WedMeGood is an Indian wedding planning application and websites and is a one-stop-shop for all your wedding needs. But most people only get married once in their lifetime or actively participate in the wedding of a family member only a few times in their lives. Acknowledging the sporadic need and usage of the product, WedMeGood serves their followers on Instagram the most beautiful, pleasing, and interesting content in the form of videos and photos throughout the year from the events they plan. One only needs to follow the WedMeGood Instagram page to get the most creative and beautiful ideas to plan a wedding. And the pictures and videos are fun to look at, even when you are married and do not know anyone who is getting married soon. WedMeGood uses its contents to keep the users engaged throughout the years and at the same time, the picture-perfect content serves as a portfolio for the quality that the company does.
The power of the community has successfully brought about revolutions in the past and continues to be one of the most powerful and important traits for the survival of the human race. People, by their very nature, love to gather around and talk about things they love, care about, or hate with other like-minded people. Yuval Noah Harari touts 'gossip' to be the determining element in putting Homo Sapiens ahead of other species in the race for survival.
In his best-seller book 'Sapiens: A Brief History of Humankind', Harari claims that gossip, based on judgments, began our rule of the planet.
The discussions on Reddit and Quora are proof enough to the fact that the concept of community around concepts and ideas (real or imaginary) is still going strong. People take time out of their busy schedules to go to Book Clubs to discuss their favorite book or authors. In the digital age, users spend hours researching, developing, critiquing, and debating fan-theories or alternate theories about various shows and books. People often prefer and find it easier to work-out in groups. It is because in groups or communities people get a chance to openly express themselves in front of individuals who share a similar mindset about a topic or are equally vulnerable as they themselves are. These communities keep the users engaged and keep the image of the product or brand fresh in the mind of the users. The discussions and debates on online forums around the ending of Game of Thrones' final season kept both the viewer of the show and the readers of the book engaged for over a while they waited for the final season with bated breath.

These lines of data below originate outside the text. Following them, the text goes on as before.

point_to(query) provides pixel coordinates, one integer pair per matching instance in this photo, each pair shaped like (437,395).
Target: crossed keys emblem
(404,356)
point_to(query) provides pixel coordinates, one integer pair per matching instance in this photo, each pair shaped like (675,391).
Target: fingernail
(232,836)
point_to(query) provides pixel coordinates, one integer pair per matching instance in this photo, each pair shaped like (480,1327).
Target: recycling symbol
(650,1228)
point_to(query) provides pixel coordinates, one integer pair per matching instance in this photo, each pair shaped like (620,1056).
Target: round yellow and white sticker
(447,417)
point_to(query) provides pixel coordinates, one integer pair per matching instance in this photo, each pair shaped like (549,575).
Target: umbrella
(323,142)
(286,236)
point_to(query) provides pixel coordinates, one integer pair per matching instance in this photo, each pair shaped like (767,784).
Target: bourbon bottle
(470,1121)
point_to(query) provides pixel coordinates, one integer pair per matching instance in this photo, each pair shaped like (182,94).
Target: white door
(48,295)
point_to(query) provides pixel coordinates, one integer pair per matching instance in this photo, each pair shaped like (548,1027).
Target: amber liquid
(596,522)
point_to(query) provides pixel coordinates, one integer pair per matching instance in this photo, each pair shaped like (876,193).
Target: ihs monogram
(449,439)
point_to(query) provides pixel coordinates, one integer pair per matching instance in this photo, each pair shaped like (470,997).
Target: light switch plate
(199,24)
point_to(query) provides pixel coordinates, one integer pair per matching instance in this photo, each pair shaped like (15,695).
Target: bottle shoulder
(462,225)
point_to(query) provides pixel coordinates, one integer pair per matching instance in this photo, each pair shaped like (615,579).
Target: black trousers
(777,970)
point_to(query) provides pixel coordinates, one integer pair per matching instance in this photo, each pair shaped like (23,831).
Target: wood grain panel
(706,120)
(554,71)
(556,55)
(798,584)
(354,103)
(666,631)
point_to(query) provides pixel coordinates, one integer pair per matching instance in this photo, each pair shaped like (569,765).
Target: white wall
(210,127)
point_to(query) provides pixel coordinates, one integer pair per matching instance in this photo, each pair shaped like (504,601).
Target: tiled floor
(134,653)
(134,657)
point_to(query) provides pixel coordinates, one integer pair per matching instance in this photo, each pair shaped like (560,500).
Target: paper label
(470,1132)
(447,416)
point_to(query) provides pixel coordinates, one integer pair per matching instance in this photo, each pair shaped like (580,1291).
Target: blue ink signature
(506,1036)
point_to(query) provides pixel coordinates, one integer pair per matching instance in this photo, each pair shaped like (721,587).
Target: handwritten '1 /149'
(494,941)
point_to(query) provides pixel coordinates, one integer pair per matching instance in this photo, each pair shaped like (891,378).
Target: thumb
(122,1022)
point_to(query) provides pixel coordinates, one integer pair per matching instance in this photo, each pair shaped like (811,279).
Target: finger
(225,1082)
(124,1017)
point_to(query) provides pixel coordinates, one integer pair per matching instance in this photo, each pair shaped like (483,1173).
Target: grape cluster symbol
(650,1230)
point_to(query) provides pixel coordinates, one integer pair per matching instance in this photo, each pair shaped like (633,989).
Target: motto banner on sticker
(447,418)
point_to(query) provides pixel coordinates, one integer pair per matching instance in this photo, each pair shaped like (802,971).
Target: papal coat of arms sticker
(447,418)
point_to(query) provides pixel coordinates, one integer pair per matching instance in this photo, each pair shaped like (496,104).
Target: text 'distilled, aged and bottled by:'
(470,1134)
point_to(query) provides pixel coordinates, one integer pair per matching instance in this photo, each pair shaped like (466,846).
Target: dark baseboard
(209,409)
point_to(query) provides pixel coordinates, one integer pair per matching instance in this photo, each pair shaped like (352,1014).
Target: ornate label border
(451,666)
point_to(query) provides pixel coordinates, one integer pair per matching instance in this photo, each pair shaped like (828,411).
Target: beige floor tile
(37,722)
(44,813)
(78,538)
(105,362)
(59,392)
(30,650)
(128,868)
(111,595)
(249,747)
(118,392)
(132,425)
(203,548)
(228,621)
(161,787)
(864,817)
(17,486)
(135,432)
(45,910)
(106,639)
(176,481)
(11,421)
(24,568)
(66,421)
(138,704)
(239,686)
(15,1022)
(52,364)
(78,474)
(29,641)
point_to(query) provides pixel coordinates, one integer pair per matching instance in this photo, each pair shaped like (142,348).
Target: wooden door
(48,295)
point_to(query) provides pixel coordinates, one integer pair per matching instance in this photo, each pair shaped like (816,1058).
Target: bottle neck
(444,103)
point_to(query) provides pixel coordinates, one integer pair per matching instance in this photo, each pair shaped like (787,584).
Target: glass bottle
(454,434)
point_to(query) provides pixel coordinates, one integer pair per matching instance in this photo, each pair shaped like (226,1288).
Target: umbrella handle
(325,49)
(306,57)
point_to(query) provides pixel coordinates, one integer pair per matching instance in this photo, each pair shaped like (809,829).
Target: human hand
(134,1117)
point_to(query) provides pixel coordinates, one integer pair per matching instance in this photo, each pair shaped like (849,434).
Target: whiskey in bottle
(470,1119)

I worked as a UX engineer on a project last year that revolved around the concept of content and community for customer engagement on a gardening app. The idea was to research and create the design for a mobile app that helps create a self-sustaining community of urban gardeners of all types. The concept was foolproof and refreshing, but harnessing the power of a community that too one that is self-sustaining is a difficult job. Now that I look back at the project, I realize that even with the combined intellect and UX research of about 25 Masters students combined the application would not have passed the Toothbrush Test.
Creating an independent community-driven application is all the way more challenging with the popularity of platforms like Facebook, Instagram, YouTube, Quora, etc. The questions that remain unanswered and open to discussion are:
Should we or should we not leverage the existing social media platforms to build a community?
If yes, to what extent? How do we integrate the various applications?
How do we preserve our brand image and not blur the line between the identity of our community and the social media platform?
Remember, if you will not keep your customers engaged and build a loyal user base, users will search on Google for the top 10 apps/products to do the job.